In leap years, which have an extra day (February 29), there are several options for how to handle the extra day. One option is simply to continue to the next lesson, and thus finish the year's lessons a day early, or by repeating the final lesson six times instead of the five times called for. This has the effect of shifting all the lessons to a different day of the calendar for the rest of the year. In these lesson notes, we have chosen not to do this, so that the notes will be usable without change for any calendar year.
Another option is simply to repeat the lesson for February 28 (Lesson 59), or the one for March 1 (Lesson 60). Since these are already review lessons, this does not seem particularly useful.
Three remaining possibilities are: 1) choose a favorite lesson, and do that lesson for February 29; 2) take a day off, doing no particular practice; or 3) use the day to do a complete read-through of all ten lessons in Review I.
My recommendation is the third of these remaining possibilities, but you can choose to do whatever you like. The reason I recommend doing a complete read-through of Review I is that these ten lessons, taken together, provide one of the clearest, most concise, and most readable summaries of the thoughts that the first fifty lessons have been trying to teach us. Robert Perry has said that this review is so plain and simply written that it ends any question as to whether the author is capable of such clarity and simplicity; it also gives us reason to think that, if other parts of the Course such as the Text are written with greater complexity, there must be good reason for it.
As the review instructions themselves state, "We are now emphasizing the relationships among the first fifty of the ideas we have covered, and the cohesiveness of the thought system to which they are leading you" (W-pI.rI.In.6:4). What better way to gain a sense of the cohesiveness of the thought system than to read through the entire review at one sitting?

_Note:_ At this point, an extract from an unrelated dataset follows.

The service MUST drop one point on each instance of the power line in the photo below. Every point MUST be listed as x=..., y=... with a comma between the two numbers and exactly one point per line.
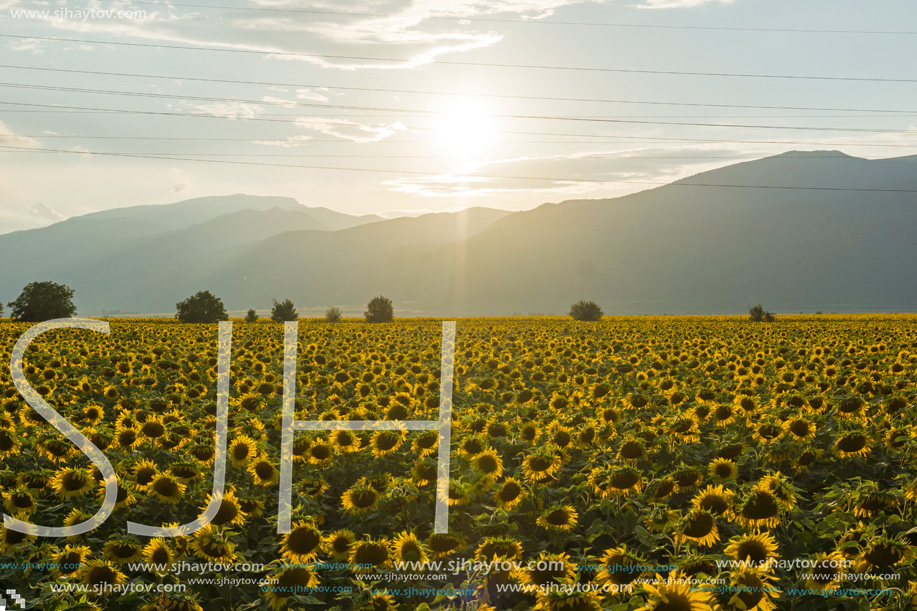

There are twenty pages in Review I, but with so much white space that it really amounts to little more than ten pages. The entire review can be read aloud in under thirty minutes; I know because I have recorded it on tape. (You might even want to try this yourself, if you have a tape recorder. I found that listening to the entire review repeatedly as I drove to and from work was a powerful learning tool.) Try to set aside a half hour some time during the day, and read the whole thing at a single sitting. If you read fast, then read it all two or three times. Try to focus, as the review suggests, on the relationships between the ideas, and the cohesiveness of the entire package.